ABSTRACT. Cyber Physical Systems (CPS) are growing more and more complex due to the availability of cheap hardware, sensors, actuators and communication links. A network of cooperating CPSs (CPN) additionally increases the complexity. Furthermore, CPNs are often deployed in dynamic, unpredictable environments and safety-critical domains, such as transportation, energy, and healthcare. In such domains, usually applications of different criticality level exist. As a result of mixed-criticality, applications requiring hard real-time guarantees compete with those requiring soft real-time guarantees and best-effort application for the given resources within the overall system.

This poses challenges as well as it offers chances: the increasing complexity makes it harder to design, operate, optimize and maintain such CPNs. However, on the other side an appropriate use of the increasing resources in computational nodes, sensors, actuators can significantly improve the system performance, reliability and flexibility. Hence, Organic Computing concepts like self-X features (self-organization, self-adaptation, self-healing, etc.) are key principles for such systems.
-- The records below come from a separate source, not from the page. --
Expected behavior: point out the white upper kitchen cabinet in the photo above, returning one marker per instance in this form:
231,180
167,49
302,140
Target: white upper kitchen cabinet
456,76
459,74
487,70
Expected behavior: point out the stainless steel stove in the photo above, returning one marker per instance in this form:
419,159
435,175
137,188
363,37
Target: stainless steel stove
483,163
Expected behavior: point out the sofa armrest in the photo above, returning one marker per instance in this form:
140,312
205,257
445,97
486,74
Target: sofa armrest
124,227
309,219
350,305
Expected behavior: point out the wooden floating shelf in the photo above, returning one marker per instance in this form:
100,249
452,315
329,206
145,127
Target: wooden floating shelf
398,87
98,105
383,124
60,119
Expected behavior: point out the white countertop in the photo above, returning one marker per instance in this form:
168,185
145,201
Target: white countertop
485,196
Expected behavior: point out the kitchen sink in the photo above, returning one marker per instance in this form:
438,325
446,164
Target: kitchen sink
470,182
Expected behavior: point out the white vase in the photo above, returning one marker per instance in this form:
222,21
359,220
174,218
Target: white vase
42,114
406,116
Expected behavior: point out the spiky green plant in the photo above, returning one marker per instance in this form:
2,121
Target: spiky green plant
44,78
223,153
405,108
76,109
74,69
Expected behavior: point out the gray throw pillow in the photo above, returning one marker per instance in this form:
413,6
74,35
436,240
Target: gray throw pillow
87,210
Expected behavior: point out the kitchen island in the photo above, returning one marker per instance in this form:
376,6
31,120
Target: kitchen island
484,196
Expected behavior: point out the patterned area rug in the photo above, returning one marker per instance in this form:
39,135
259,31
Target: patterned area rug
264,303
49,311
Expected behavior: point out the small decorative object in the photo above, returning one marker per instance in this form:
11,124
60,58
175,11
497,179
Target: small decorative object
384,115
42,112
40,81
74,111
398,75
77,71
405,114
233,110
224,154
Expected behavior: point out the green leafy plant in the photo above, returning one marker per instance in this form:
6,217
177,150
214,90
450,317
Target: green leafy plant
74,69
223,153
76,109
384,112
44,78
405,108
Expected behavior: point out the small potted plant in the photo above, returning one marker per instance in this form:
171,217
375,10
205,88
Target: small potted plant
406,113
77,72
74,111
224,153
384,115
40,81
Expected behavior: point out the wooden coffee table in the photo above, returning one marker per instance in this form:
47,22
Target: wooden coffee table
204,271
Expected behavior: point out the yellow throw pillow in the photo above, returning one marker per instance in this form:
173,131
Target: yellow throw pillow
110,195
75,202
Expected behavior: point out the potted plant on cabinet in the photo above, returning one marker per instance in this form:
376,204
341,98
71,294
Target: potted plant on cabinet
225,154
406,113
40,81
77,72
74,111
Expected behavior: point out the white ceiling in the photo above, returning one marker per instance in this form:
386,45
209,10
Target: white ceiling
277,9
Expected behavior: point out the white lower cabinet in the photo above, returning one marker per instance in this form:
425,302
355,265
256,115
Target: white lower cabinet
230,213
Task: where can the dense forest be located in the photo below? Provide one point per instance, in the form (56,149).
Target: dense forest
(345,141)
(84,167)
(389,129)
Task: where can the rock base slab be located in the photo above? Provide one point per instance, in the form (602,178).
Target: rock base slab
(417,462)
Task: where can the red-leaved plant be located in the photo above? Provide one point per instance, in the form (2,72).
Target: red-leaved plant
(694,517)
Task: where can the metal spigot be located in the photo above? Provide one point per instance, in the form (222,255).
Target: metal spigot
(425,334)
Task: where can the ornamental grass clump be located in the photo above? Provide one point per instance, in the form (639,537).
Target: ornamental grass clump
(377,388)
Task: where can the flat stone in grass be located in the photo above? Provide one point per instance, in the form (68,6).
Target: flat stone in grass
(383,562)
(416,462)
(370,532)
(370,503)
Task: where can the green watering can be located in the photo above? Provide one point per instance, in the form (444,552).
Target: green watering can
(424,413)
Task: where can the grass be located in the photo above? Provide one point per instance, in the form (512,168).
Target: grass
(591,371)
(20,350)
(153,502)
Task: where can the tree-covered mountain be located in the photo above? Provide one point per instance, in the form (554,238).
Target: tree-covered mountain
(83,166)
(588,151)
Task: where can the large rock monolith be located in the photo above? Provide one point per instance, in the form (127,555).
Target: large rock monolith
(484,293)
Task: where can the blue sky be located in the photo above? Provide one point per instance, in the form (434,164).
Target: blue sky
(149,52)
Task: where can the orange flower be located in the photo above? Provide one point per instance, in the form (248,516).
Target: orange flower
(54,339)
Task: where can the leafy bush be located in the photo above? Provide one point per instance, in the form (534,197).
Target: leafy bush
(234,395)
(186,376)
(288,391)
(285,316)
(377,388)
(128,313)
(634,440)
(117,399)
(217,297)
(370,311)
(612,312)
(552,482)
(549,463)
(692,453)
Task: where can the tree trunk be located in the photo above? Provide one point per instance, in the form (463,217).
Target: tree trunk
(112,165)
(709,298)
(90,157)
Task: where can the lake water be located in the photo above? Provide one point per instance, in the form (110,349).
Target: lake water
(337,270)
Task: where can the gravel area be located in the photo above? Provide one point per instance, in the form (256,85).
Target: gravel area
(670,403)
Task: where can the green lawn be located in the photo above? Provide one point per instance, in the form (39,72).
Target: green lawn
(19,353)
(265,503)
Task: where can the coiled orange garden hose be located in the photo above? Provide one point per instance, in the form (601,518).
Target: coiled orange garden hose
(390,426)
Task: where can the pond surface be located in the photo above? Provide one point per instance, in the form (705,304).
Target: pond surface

Therefore, the comprehensive adaptive middleware Chameleon has been developed which applies such principles for CPNs. In this paper, the self-adaptation mechanism of Chameleon based on a MAPE-K loop and learning classifier systems is examined and evaluated. The results show its effectivity in autonomously handling the system resources to keep the required constraints of the applications with respect to their criticality.

16:20
CoLeCTs: Cooperative Learning Classifier Tables for Resource Management in MPSoCs
PRESENTER: Klajd Zyla

ABSTRACT. The increasing complexity and unpredictability of emerging applications makes it challenging for multi-processor system-on-chips to satisfy their performance requirements while keeping power consumption within bounds. In order to tackle this problem, the research community has focused on developing dynamic resource managers that aim to optimize runtime parameters, such as clock frequency, voltage and task mapping. There is a large diversity in the approaches proposed in this context, but a class of resource managers that has gained traction recently is that of reinforcement learning-based controllers. In this paper we propose CoLeCTs, a resource manager that enhances the state-of-the-art resource manager SOSA by employing a joint reward assignment policy and enabling collaborative information exchange among multiple learning agents. In this manner we tackle the suboptimal determination of local performance targets for heterogeneous applications and allow cooperative decision making for the learning agents. We evaluate and quantify the benefits of our approach via trace-based simulations.